Fig. 1. From non-genic sequences to genes through proto-genes.

Fig. 1

a, Proto-genes mirror for gene birth the well-described pseudo-genes for gene death. Circular arrow: gene origination from pre-existing genes, such as through gene duplication. Pseudo-genes are highly related to existing genes but have accumulated disabling mutations and translation of functional proteins is no longer possible14. The premise that pseudo-gene formation represents irreversible gene death has been challenged by reports of pseudo-gene resurrection14 (bidirectional arrow). After enough evolutionary time pseudo-gene decay renders them indistinguishable from non-genic sequences (unidirectional arrow). Whereas pseudo-genes resemble known genes, proto-genes resemble no known genes.
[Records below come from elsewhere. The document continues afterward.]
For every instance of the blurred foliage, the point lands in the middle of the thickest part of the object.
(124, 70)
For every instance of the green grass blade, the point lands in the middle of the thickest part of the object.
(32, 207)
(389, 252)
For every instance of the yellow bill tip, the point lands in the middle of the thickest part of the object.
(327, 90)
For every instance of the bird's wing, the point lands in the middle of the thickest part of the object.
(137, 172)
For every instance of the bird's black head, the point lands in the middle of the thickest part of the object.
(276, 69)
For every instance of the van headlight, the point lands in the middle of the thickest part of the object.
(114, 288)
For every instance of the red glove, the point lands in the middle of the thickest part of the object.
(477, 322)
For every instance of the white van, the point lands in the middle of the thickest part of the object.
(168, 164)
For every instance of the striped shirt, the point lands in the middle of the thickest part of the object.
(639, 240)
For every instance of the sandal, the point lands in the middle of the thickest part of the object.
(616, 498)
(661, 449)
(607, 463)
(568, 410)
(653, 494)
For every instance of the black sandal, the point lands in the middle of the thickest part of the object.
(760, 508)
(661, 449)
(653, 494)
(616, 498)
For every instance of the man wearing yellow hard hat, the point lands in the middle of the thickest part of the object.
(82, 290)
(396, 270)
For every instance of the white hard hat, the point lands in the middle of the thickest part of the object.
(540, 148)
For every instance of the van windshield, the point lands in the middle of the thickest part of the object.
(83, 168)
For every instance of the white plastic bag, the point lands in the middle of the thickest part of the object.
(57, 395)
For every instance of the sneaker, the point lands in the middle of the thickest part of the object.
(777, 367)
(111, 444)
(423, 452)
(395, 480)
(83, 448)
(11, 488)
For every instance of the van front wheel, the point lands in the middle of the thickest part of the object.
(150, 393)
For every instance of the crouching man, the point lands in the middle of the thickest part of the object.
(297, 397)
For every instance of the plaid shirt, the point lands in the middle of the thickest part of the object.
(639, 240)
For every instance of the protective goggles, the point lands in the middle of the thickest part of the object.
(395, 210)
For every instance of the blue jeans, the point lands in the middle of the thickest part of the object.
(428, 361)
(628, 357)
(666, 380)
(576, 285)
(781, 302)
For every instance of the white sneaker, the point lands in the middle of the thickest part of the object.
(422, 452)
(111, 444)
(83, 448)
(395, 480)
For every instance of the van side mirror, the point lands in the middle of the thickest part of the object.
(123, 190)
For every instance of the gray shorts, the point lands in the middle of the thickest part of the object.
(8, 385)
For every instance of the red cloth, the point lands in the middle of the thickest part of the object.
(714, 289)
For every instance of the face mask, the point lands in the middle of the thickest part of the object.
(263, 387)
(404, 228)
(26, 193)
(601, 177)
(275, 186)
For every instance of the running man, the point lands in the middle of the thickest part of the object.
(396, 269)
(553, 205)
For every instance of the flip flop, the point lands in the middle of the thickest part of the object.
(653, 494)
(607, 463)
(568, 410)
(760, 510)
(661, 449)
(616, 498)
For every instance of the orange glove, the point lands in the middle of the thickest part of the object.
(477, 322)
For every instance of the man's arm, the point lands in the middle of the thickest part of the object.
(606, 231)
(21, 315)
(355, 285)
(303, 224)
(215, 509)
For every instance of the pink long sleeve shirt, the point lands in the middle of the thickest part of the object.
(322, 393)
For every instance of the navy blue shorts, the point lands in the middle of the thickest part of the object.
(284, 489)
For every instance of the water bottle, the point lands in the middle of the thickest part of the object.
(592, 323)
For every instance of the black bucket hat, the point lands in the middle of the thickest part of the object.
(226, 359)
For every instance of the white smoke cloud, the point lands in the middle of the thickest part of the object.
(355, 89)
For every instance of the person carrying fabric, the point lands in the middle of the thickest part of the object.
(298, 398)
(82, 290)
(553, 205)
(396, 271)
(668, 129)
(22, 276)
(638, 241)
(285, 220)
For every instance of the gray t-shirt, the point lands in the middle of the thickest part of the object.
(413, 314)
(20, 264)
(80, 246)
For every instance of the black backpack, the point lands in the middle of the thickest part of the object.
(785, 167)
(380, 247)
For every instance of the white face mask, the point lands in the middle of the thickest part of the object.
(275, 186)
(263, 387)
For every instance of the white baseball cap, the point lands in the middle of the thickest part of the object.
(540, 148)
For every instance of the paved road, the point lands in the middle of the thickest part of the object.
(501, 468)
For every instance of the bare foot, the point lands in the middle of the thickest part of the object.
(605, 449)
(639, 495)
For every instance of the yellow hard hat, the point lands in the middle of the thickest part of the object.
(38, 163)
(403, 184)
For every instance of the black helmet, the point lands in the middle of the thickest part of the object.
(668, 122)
Proto-genes arise in non-genic sequences and either revert to non-genic sequences or evolve into genes (bidirectional arrow). There can be no reversion of genes to proto-genes (unidirectional arrow) since gene decay engenders pseudo-genes. b, Details of the proposed model for the gradual emergence of protein-coding genes in non-genic sequences via proto-genes. Full arrows indicate the reversible emergence of ORFs in non-genic transcripts, or of transcripts containing non-genic ORFs. Examples where transcript appearance precedes ORF appearance have been described1,2,8, but the reverse order of events cannot be ruled out. Broken arrows representing expression level symbolize transcription (hidden genetic variation) or transcription and translation (exposed genetic variation). The variations in width of these arrows reflect changes in expression level resulting, at least in part, from changes in regulatory sequences. Sequence composition refers to codon usage, amino acid abundances and structural features. c, Assigning conservation levels to S. cerevisiae ORFs. Conservation levels of annotated ORFs were assigned according to comparisons along the reconstructed phylogenetic tree, by inferring their presence (full circles) or absence (empty circles) in the different species according to the phylostratigraphy principle (Supplementary Information)1. Top right: number of ORFs assigned to each conservation level (logarithmic scale).